Group Q1 revenues fell 5% (in-force policies -2.2%), although this can be explained by end to partnerships with Nationwide and Sainsbury’s, cutting revenues from the Home Partnership segment by more than half (6.1% of group vs 12.2% prev). This has rather taken the shine off 2.9% Motor growth (now 52% of group revenues/76% of own brand (48%/77% prev.) and the stability seen in own brand Home, Rescue and Commercial which helped deliver own brand (organic) policy revenues +4.7% and in-force policy numbers +5%.
Second up is Paddy Power Betfair, which has taken another leg down, hot on the heels of the threat of a £2 stakes limits on those controversial Fixed Odds Betting Terminals (FOBT). The latest drop comes courtesy of weak Q1 revenues (-2%/flat at constant FX), and a marked deterioration of underlying profitability (uEBITDA -8%/-6%; uOp Profit -12%/-9%). This is blamed on a run of more bookmaker-friendly sports results between Nov and Feb and multiple cancellations to high profile horse racing fixtures (14% of UK & Ire meetings) on account of the cold weather, which saw valuable online revenues slip 2%.
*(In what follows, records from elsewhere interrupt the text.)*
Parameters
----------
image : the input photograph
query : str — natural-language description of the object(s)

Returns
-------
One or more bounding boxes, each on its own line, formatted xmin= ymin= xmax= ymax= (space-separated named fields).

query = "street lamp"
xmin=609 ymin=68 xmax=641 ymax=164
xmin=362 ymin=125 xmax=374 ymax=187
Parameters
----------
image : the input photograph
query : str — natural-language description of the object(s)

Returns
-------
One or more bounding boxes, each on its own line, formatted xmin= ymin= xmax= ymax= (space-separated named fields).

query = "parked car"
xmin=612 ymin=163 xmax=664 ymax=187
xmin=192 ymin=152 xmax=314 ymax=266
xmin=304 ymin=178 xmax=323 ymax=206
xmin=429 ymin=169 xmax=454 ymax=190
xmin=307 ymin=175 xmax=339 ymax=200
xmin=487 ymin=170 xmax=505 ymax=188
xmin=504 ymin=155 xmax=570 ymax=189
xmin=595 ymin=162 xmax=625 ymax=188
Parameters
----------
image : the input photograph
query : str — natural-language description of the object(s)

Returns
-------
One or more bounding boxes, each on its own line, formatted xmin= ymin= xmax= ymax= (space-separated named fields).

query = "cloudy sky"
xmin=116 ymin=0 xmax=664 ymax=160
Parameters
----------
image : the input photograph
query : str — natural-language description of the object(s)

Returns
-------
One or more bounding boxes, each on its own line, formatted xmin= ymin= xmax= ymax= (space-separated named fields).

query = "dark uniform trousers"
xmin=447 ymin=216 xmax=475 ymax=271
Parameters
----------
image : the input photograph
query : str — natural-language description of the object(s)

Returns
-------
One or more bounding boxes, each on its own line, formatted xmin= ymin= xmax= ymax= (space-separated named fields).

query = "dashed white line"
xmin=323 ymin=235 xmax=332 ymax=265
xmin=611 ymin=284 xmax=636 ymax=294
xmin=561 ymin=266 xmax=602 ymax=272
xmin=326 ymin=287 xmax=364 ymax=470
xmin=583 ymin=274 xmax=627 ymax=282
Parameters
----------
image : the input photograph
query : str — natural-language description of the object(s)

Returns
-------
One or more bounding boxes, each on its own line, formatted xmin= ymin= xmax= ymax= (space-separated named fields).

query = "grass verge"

The weather may have passed but the effects have not, with PPB management forced to cut FY uEBITDA guidance. Nice try with the £500m buyback, but it doesn’t soften the blow. Even if things had improved by the time the mid-March Cheltenham Festival came round and more customer friendly results resumed in March.
Car insurer Hastings Group had already alerted markets to the cold snap’s insurance sector impact. Admiral is understandably being dragged 2% lower, but doesn’t update until August, however, esure (car, home travel insurance) results tomorrow have downside risk.
In gambling, William Hill updates on 8 May (AGM & Trading update) and GVC (recently acquired Ladbrokes Coral) does so in May. As always, remember to check the forecast. For the moment, the going remains heavy.